Bailey was accused of unethical behavior, including that he had performed research without consent, that he had outed transgender women, and that he had practiced psychology without a license—allegations which a later investigation found to be baseless. In the midst of the protests against the book, which involved a petition drive and the organized submission of formal complaints, the book's Lambda Literary Award nomination was rescinded, and Bailey stepped down from his role as chair of the Northwestern University psychology department. Although some praised the protests as successful action against the academic exploitation of transgender people, others viewed them as intimidation and harassment.

Alice Dreger, an intersex rights activist and a colleague of Bailey's at Northwestern University whose investigation into the controversy was featured in Archives of Sexual Behavior, found that the allegations against Bailey were baseless, and she criticized James for satirizing Bailey with a page on her website with photographs of Bailey's children alongside sexually explicit captions, including calling his 5-year-old daughter a "cock-starved exhibitionist", apparently as a critique of Bailey's descriptions of transsexual children in his book. Dreger described James's actions as intimidation and argued that James was motivated by scorn for anyone who disagreed with the "woman trapped in a man's body" narrative of trans identity, referencing the "surprisingly large number" of emails she received from transgender women alleging that James had also harassed them for sharing their stories.

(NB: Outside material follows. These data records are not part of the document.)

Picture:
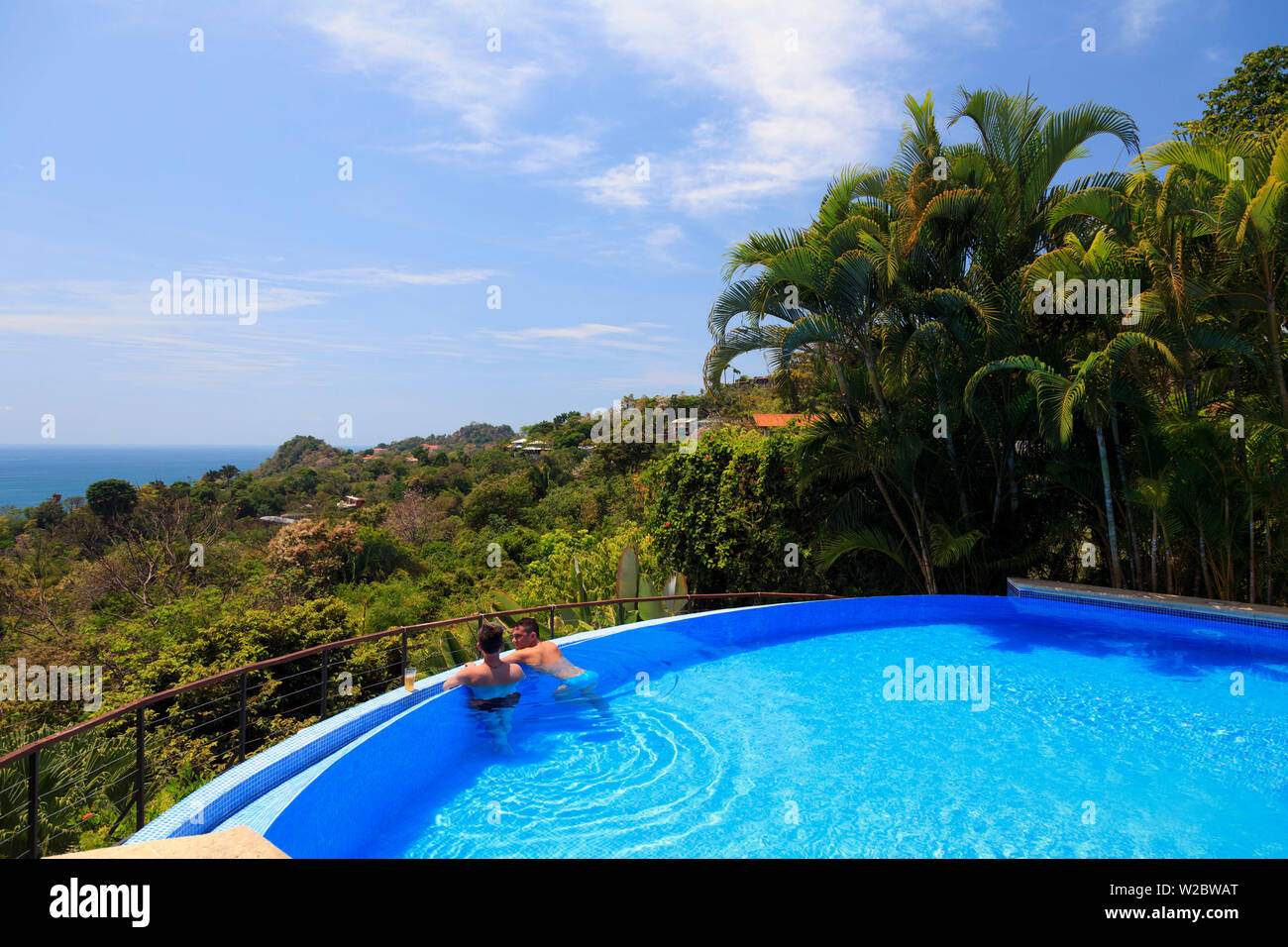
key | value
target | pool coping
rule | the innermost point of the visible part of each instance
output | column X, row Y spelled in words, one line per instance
column 236, row 789
column 1154, row 602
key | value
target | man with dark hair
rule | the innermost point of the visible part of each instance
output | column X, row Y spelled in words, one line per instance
column 548, row 659
column 492, row 684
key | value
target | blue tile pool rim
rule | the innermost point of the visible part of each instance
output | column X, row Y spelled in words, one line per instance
column 243, row 785
column 286, row 768
column 1153, row 603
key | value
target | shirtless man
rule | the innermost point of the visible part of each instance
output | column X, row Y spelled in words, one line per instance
column 492, row 684
column 546, row 657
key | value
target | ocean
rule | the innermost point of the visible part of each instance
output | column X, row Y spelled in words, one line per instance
column 33, row 474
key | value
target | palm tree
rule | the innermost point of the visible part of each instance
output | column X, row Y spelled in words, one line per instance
column 1087, row 388
column 1245, row 211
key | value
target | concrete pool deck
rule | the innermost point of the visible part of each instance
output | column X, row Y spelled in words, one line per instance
column 231, row 843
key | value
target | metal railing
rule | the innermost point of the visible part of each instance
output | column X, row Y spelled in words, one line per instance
column 133, row 715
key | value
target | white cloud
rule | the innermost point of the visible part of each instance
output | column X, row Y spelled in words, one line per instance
column 786, row 94
column 580, row 337
column 617, row 187
column 1140, row 18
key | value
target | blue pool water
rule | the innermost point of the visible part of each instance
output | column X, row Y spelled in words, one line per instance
column 769, row 732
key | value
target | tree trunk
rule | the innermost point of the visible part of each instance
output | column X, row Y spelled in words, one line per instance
column 1153, row 554
column 1115, row 567
column 1252, row 554
column 1275, row 359
column 1122, row 479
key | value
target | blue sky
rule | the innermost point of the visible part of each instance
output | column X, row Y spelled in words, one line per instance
column 472, row 169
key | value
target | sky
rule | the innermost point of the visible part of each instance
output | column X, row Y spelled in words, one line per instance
column 468, row 210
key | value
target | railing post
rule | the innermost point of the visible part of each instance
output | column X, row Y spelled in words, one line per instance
column 34, row 805
column 323, row 684
column 138, row 768
column 241, row 724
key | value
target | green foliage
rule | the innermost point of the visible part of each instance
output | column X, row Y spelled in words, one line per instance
column 111, row 499
column 1250, row 102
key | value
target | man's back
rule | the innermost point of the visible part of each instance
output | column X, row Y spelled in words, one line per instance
column 481, row 674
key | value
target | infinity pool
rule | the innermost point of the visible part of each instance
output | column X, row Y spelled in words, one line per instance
column 785, row 731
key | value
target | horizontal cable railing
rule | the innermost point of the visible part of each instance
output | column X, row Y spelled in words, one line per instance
column 102, row 764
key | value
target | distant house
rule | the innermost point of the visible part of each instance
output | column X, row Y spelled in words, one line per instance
column 532, row 449
column 771, row 421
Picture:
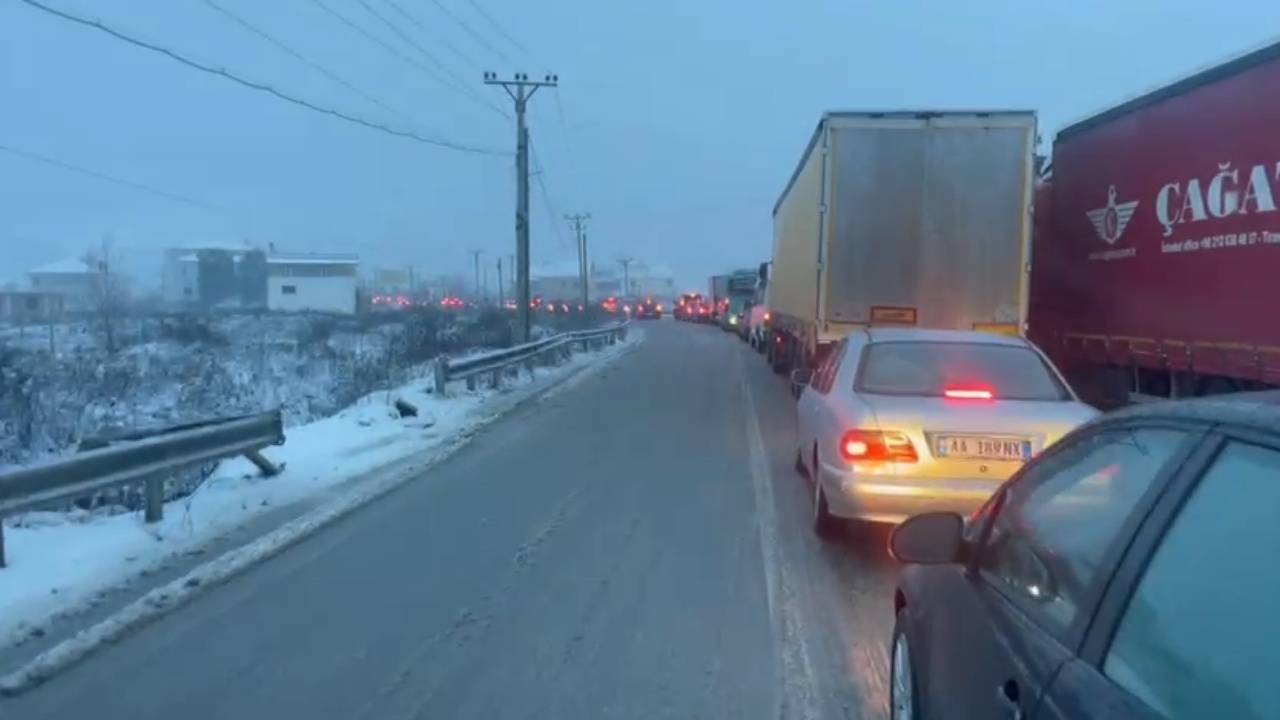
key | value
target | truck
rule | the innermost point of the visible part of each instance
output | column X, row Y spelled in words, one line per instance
column 716, row 299
column 1157, row 240
column 739, row 292
column 903, row 218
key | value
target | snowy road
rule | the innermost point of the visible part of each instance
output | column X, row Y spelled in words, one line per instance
column 595, row 555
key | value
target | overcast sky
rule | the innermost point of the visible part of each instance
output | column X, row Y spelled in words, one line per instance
column 676, row 124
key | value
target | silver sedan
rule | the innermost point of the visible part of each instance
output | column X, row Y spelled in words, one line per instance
column 903, row 420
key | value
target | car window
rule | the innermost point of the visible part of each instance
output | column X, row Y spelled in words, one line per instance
column 1198, row 636
column 1056, row 522
column 929, row 369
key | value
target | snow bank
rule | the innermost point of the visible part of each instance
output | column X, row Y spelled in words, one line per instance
column 62, row 563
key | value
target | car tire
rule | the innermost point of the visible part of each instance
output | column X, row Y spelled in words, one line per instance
column 824, row 524
column 904, row 695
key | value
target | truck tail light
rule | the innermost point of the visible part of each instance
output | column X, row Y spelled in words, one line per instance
column 968, row 393
column 877, row 446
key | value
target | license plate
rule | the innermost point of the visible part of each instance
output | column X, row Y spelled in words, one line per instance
column 969, row 447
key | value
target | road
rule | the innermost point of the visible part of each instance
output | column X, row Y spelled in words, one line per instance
column 635, row 547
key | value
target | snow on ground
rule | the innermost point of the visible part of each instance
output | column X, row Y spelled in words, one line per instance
column 59, row 561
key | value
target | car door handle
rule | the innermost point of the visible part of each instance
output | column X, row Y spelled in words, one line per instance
column 1010, row 698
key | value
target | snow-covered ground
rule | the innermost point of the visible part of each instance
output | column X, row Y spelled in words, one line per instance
column 62, row 383
column 62, row 561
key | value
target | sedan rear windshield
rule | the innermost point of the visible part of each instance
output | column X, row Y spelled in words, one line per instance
column 932, row 368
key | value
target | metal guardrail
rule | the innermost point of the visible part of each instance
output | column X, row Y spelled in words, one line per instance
column 545, row 351
column 146, row 459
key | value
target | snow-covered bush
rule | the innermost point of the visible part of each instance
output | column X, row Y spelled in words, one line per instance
column 59, row 390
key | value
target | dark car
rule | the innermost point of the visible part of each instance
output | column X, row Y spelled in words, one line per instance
column 647, row 309
column 1129, row 573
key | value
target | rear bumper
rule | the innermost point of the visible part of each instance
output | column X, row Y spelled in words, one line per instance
column 877, row 497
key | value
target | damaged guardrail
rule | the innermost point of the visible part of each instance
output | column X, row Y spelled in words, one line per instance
column 146, row 459
column 545, row 351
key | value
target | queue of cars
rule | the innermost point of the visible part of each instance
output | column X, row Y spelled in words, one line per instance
column 1059, row 561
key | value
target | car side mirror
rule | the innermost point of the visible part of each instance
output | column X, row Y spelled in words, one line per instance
column 928, row 538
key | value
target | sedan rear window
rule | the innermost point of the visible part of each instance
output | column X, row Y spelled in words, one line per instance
column 933, row 368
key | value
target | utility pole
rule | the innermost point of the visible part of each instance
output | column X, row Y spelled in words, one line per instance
column 502, row 291
column 579, row 223
column 521, row 89
column 475, row 258
column 626, row 274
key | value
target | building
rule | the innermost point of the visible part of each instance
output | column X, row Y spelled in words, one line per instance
column 206, row 278
column 318, row 282
column 210, row 276
column 554, row 281
column 636, row 279
column 80, row 286
column 560, row 281
column 31, row 306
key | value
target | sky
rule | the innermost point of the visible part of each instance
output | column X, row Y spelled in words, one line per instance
column 675, row 124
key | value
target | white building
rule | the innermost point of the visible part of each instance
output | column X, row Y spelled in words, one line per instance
column 179, row 274
column 560, row 281
column 319, row 282
column 80, row 286
column 554, row 281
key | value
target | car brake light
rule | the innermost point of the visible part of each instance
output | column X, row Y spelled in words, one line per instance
column 877, row 446
column 968, row 393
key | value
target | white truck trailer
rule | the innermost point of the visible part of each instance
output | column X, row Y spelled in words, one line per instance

Outside of the transgender community and sexology researchers, this controversy is largely notable because of its implications for academic freedom and freedom of speech. Some critics of Bailey argue that the protests represent legitimate comment on a topic of public interest. In a comment to The New York Times, McCloskey said "Nothing we have done, I believe, and certainly nothing I have done, overstepped any boundaries of fair comment on a book and an author who stepped into the public arena with enthusiasm to deliver a false and unscientific and politically damaging opinion.” Bailey's defenders disagree: In the same The New York Times article, Dreger said, "If we're going to have research at all, then we're going to have people saying unpopular things, and if this is what happens to them, then we've got problems not only for science but free expression itself."

=== Transgender Map ===
Andrea James runs the website Transgender Map (originally named Transsexual Road Map), which contains resources and advice for transgender people as well as information about people she sees as anti-trans.